LPS-induced release of IL-1β from bioprinted multi-cell type lung models. (A,B) A549 cells were printed on top of a base containing THP-1 cells and NHLFb (fibroblasts). Additionally, constructs containing only NHLFb and THP-1 cells were printed (- A549). The printed constructs were cultured for 21 days. For maturation of THP-1 cells towards macrophage-like cells, the constructs were treated with 200 ng/mL PMA for 24 h. After a further 48 h, constructs were stimulated with 1 µg/mL lipopolysaccharide (LPS) for 16 h, followed by 30 min of treatment with 10 µM adenosine triphosphate (ATP). Centrifuged supernatants were assayed for the release of (A) IL-1β and (B) IL-8 by enzyme-linked immune assays. (C) THP-1 cells were seeded in 24-well plates and matured with PMA (100 ng/mL, 24 h) towards macrophage-like cells. After 48 h of culture without PMA, THP-1 cells were stimulated with LPS (1 µg/mL, 16 h), followed by 10 min of treatment with 5 µM ATP. Centrifuged supernatants were assayed for the release of IL-1β by enzyme-linked immune assays. Results are shown as mean ± SEM of three (A,B) and five (C) independent experiments.* p ≤ 0.05; ** p ≤ 0.01; *** p ≤ 0.001.

Figure 6

Oseltamivir inhibition of IAV replication in bioprinted lung models. The A549 cells were printed on top of a base containing THP-1 cells and NHLFb (fibroblasts). Additionally, constructs containing only NHLFb and THP-1 cells were printed (- A549). The printed constructs were cultured for 21 days.

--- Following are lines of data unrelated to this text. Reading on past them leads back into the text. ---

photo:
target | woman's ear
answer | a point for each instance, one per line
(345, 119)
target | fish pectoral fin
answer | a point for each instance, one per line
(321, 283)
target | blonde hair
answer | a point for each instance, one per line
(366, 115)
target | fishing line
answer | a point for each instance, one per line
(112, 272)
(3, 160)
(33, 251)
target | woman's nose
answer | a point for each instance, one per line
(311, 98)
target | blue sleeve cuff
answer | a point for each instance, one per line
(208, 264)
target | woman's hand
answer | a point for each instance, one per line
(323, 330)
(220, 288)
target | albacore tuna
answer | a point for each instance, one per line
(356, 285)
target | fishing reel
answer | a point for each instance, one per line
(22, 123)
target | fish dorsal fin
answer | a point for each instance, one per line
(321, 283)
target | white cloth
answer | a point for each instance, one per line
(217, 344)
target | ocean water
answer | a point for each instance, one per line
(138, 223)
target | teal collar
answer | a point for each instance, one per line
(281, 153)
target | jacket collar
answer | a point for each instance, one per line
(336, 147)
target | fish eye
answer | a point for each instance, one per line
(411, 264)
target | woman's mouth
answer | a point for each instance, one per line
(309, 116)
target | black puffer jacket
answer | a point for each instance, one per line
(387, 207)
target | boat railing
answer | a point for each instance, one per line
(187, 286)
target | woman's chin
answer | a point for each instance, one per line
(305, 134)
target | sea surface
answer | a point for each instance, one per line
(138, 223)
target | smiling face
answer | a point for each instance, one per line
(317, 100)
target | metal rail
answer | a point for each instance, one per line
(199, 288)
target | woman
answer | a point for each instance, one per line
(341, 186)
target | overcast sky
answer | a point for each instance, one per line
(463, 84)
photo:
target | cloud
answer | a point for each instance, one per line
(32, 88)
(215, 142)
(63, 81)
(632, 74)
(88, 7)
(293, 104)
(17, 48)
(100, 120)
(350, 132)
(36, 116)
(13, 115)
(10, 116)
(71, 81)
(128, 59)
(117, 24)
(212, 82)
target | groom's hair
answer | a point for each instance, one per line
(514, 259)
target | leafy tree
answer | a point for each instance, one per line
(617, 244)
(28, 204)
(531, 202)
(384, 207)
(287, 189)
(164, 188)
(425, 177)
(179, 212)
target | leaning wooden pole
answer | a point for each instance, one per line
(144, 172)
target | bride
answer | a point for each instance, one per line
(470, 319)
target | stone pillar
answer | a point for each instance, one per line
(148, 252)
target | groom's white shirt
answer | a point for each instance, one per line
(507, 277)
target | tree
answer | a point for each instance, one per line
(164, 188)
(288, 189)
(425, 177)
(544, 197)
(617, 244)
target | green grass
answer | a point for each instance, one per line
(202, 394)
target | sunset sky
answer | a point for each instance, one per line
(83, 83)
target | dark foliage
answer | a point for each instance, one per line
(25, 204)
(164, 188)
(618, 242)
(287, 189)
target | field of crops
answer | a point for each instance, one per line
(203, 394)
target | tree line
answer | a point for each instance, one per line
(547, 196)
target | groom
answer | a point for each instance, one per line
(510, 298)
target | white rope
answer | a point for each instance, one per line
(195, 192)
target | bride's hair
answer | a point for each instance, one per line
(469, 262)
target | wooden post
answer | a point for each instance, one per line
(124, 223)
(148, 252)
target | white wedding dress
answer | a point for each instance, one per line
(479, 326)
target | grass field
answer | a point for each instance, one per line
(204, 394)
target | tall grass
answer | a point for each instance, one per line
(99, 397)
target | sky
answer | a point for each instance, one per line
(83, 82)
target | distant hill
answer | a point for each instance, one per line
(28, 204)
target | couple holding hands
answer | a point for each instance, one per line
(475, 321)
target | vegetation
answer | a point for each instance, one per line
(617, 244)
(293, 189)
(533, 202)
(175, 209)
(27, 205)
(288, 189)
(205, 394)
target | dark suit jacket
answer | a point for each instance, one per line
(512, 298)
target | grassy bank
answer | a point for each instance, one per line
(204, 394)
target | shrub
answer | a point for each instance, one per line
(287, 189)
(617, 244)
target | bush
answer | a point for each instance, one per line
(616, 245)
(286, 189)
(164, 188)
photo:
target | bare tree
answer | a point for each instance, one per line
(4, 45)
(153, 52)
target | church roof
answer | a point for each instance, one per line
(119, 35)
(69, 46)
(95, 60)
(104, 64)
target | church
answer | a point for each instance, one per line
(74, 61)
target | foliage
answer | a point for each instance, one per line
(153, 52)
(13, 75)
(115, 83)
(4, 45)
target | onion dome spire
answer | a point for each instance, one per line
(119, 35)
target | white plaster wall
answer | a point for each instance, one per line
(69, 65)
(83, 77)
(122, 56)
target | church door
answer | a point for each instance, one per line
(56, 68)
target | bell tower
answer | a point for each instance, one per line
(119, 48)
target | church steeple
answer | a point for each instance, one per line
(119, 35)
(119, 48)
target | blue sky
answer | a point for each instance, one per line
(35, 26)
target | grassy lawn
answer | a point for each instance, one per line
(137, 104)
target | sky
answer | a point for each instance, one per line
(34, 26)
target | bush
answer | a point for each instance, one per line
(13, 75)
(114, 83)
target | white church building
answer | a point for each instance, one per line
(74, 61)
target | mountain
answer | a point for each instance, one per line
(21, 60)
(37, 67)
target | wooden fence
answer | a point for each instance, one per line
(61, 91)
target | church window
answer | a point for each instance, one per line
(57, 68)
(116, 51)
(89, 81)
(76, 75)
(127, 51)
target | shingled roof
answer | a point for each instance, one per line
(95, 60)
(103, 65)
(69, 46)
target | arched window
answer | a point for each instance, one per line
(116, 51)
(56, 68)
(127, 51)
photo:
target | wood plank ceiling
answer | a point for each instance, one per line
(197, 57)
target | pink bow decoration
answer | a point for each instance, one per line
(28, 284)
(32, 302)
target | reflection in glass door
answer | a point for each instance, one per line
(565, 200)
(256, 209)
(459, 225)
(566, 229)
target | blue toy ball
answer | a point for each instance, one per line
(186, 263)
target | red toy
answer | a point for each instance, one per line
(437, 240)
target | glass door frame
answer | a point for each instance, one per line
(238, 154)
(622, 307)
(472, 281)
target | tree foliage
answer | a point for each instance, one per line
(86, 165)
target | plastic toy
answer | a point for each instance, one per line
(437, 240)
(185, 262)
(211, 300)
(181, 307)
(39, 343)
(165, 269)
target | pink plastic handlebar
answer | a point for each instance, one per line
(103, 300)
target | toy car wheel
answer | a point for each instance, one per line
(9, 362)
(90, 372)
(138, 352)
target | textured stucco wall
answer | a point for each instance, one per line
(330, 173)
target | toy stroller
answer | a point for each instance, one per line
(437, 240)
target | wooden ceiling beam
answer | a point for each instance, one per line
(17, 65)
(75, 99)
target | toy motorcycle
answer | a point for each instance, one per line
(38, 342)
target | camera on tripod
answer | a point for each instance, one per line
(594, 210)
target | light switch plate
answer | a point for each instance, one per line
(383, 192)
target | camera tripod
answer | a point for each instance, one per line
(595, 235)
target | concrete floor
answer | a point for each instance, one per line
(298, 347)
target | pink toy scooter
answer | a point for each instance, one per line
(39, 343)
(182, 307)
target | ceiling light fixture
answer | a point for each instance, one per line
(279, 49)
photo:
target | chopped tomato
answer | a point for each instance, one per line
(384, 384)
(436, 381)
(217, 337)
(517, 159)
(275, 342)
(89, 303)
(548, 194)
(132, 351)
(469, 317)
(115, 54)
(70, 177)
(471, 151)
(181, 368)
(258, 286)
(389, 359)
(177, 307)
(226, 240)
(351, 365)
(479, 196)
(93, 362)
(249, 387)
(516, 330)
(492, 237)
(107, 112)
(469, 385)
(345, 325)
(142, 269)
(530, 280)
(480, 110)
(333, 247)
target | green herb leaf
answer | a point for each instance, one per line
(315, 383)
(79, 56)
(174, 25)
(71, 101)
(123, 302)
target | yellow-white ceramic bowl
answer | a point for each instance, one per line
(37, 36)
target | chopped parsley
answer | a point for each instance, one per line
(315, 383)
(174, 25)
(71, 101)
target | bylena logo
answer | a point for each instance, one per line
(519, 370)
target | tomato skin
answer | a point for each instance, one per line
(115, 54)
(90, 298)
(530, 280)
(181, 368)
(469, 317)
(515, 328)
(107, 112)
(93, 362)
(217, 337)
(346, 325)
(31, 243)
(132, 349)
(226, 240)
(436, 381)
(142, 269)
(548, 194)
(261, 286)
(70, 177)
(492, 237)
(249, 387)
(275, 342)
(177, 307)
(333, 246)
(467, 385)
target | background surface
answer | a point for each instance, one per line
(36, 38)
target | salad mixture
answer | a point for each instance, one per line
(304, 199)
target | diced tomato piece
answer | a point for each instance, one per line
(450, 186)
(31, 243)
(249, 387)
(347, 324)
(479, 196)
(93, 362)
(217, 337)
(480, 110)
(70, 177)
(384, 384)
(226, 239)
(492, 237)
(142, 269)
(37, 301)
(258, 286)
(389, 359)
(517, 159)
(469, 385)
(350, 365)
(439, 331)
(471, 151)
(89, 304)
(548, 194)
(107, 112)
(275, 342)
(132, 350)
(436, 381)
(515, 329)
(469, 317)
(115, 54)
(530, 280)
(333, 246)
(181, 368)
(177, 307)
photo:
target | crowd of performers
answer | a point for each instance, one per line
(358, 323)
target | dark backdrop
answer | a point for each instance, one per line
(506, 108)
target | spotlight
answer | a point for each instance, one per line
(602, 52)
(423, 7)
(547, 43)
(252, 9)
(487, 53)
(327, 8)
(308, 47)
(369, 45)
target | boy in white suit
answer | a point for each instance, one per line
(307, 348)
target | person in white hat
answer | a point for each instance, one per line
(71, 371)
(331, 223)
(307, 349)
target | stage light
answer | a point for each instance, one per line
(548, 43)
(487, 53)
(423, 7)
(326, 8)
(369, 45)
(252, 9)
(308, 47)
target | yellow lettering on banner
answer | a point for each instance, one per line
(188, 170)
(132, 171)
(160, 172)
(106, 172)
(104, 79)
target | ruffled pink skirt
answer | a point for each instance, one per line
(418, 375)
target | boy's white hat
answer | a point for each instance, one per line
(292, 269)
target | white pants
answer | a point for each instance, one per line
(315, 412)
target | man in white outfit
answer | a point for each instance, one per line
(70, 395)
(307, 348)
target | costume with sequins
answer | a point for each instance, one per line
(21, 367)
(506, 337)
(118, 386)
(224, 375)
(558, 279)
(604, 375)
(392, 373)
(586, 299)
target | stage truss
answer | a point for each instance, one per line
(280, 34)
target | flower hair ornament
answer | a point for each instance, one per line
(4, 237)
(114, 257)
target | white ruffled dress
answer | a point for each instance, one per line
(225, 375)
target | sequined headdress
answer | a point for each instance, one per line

For maturation of THP-1 cells towards macrophage-like cells, constructs were treated with 200 ng/mL PMA for 24 h. (A,B) After a further 48 h, constructs were infected with 4 × 10⁵ PFU/mL of human IAV [H3N2] and treated with different concentrations of oseltamivir. (A) Supernatants were taken 1, 16, 24 and 48 h post infection and titrated on MDCKII cells to determine IAV titers. (B) Centrifuged supernatants 48 h post IAV infection were assayed for release of IL-29 by enzyme-linked immune assays. Results are shown as mean ± SEM of three independent experiments. * p ≤ 0.05; ** p ≤ 0.01; *** p ≤ 0.001. (C) Immunohistochemical analysis of IAV infection. Constructs were infected with 1 × 10⁶ PFU/mL of IAV for 24 h. Afterwards, samples were fixed and stained for viral nucleoprotein (red) and nuclei (DAPI, blue). Staining was analyzed by fluorescence microscopy. Scale bar: 200 µm.